Tu sembles être assez réfractaire à tout ce business ?

Je n'aime pas le comportement de la presse mais cela ne m'empêche pas d'aimer donner des interviews par exemple. Je suis aussi incapable de prendre la pose lors d'une session photo ou de vouloir me donner un genre qui ne me correspond pas... et pourtant je donne des concerts devant des centaines de personnes sans ressentir la moindre gène. Prends Paul Smith de Maxïmo Park par exemple, c'est un frontman formidable ! Il dégage un charisme incroyable, presque à la demande, et ça je n'en suis absolument pas capable.

Comment expliques tu le fait que le succès de Gravenhurst soit plus important en France ou en Allemagne que dans ton propre pays ? Ta musique serait-elle plus européenne que britannique ?

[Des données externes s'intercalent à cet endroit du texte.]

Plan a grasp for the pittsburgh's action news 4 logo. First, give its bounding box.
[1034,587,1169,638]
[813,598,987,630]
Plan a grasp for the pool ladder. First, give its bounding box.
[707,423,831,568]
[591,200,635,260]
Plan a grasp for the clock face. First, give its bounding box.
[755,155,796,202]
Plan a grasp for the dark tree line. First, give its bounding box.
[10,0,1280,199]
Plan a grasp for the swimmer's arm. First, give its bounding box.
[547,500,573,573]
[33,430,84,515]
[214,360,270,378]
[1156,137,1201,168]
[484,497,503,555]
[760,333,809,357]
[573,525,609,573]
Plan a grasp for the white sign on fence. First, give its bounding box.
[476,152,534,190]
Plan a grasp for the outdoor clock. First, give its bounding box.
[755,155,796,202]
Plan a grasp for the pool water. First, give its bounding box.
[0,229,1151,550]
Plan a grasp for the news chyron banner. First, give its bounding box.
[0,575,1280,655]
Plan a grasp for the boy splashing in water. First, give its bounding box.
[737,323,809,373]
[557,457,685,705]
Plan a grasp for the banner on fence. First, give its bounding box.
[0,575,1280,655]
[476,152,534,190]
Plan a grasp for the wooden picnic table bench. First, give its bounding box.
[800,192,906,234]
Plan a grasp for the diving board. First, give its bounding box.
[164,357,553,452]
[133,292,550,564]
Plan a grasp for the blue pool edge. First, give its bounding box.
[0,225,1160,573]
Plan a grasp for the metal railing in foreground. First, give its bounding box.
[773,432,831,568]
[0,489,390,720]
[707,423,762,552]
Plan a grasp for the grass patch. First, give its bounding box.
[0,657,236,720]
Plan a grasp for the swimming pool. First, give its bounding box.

J'imagine que oui ! Je pense aussi que la différence se fait aussi au niveau de la nature de la presse musicale dans ces pays. Chez nous il y a toujours une certaine hype qui va de paire avec le culte que les journalistes vouent aux jeunes groupes... ce n'est pas la musique qui compte mais l'attitude et la mode ! Un groupe est génial une semaine et quelques jours plus tard on passe déjà à autre chose, c'est comme cela que ça fonctionne. C'est un phénomène local que je n'ai jamais ressenti en France et c'est sans doute pour cela que je suis apprécié un peu plus. Peut-être aussi que mon public ici aime la musique déprimante, il faudrait faire une enquête ! [rires]

J'ai vu que tu tenais un blog à jour sur le site officiel de Gravenhurst, est-ce que cela peut selon toi aider le public à te comprendre mieux en tant que musicien ?

Je ne pense pas car ce sont deux choses distinctes. Je ne parle pas de musique sur ce blog, juste de ma vie et de réflexion sur les sujets d'actualité. Si une personne qui ne connaît pas Gravenhurst le lit elle ne pourra pas deviner quel genre d'artiste je suis ni à quoi ressemble ma musique. Ecrire ces articles est un besoin très différent de celui que je ressens lorsque j'écris de la musique.